L’écrivain irlandais Colm Toibin a rendu hommage à sa consoeur Edna O’Brien (1930-2024) dans un article du quotidien TheIrish Times, suite à son décès au milieu de l’été (Le Monde du 28 juillet). Toibin a exprimé son admiration pour le ton intime de ses romans, son talent pour évoquer les non-dits et le murmure, ainsi que son souci du détail. Ces qualités singulières et fines semblent également se refléter dans l’œuvre de Toibin, auteur de « Le Maître » (éd. Robert Laffont, 2005) et « Le Magicien » (Grasset, 2022).

Né en 1955 à Enniscorthy, dans le comté de Westford, Toibin a passé trente-cinq ans à écrire, amassant une bibliographie impressionnante qui comprend une douzaine de romans (traduits par Anna Gibson, fidèle et précise), de nouvelles courtes, d’essais, d’articles, et même un scénario de film (Retour à Montauk, par le cinéaste allemand Volker Schlöndorff, 2017). Cela fait de lui l’un des grands écrivains de sa génération.

À l’occasion de la sortie de son nouveau roman « Long Island », Toibin révèle qu’il a passé « quatorze ans à y penser », c’est l’opportunité de revenir sur certains de ses thèmes préférés. Le silence est l’un d’eux.

Dans le monde littéraire de Colm Toibin, le silence occupe une place importante, voire prédominante. Ses principaux protagonistes sont de ceux qui préfèrent garder leurs pensées pour eux, sans trouver nécessaire de prononcer de mots superflus. Nombre d’entre eux choisissent de ne pas parler malgré leurs sentiments ou leurs pensées intérieures complexes. C’est le cas de Jim, le personnage malheureux de l’ouvrage ‘Brooklyn’, qui évite de dire à haute voix ce qu’il ressent.

Il y a aussi ceux qui utilisent le silence comme moyen de défense, comme Tony, le conjoint d’Eilis, qui reste silencieux face aux situations difficiles, rendant ainsi toute communication presque impossible. En dépit de son expression neutre, une aura d’innocence et de vulnérabilité se dégage de lui, le rendant impénétrable à tout propos qui pourrait s’avérer irréversible.

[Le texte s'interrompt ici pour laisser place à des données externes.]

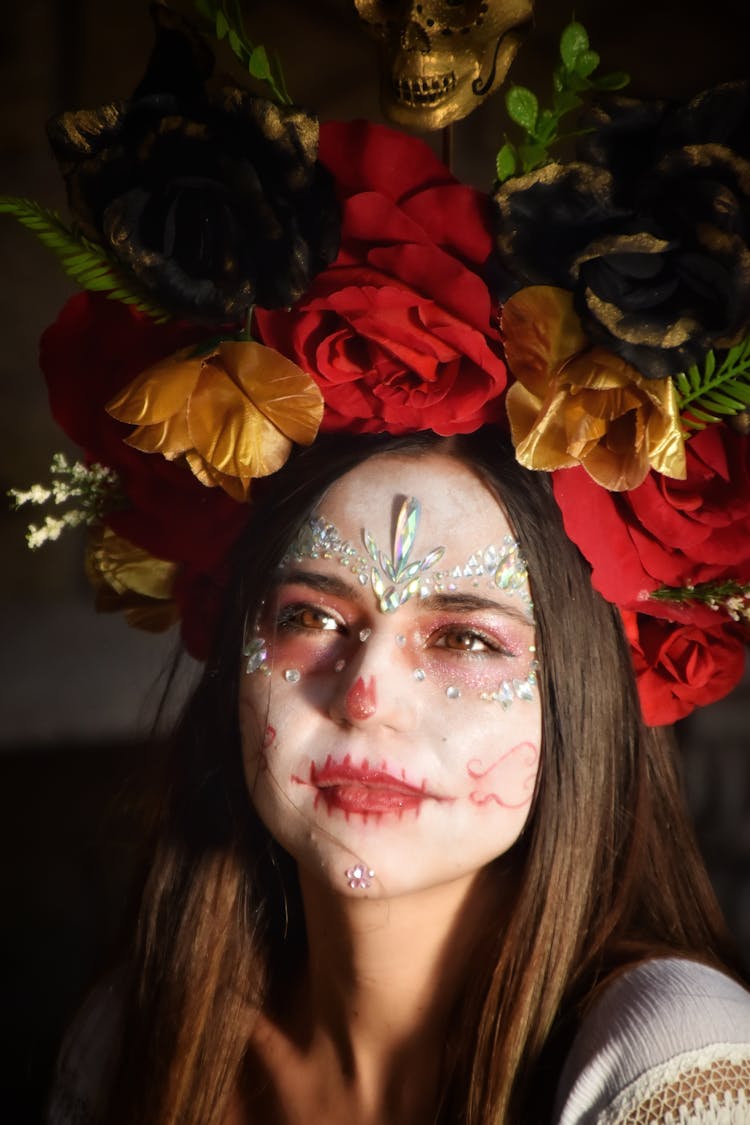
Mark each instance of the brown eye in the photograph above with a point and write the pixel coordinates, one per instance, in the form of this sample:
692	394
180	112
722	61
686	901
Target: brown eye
463	641
316	619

Les outils de prédilection de Colm Toibin sont donc le secret, l’hésitation, la suppression, la réserve et bien sûr le non-dit. Ces sillons de silence lui permettent de construire, de soutenir et d’alimenter son récit. En soulignant ce non-dit à travers son langage clair et précis, Toibin créé au sens littéral un malentendu, le hiatus sonore qui structure tout son travail d’écriture. Finalement, la matière première de Toibin n’est pas tant les mots, mais plutôt leur manque cruel. C’est dans cette grande absence de parole, à la fois pénible et floue, qu’il enferme ses personnages.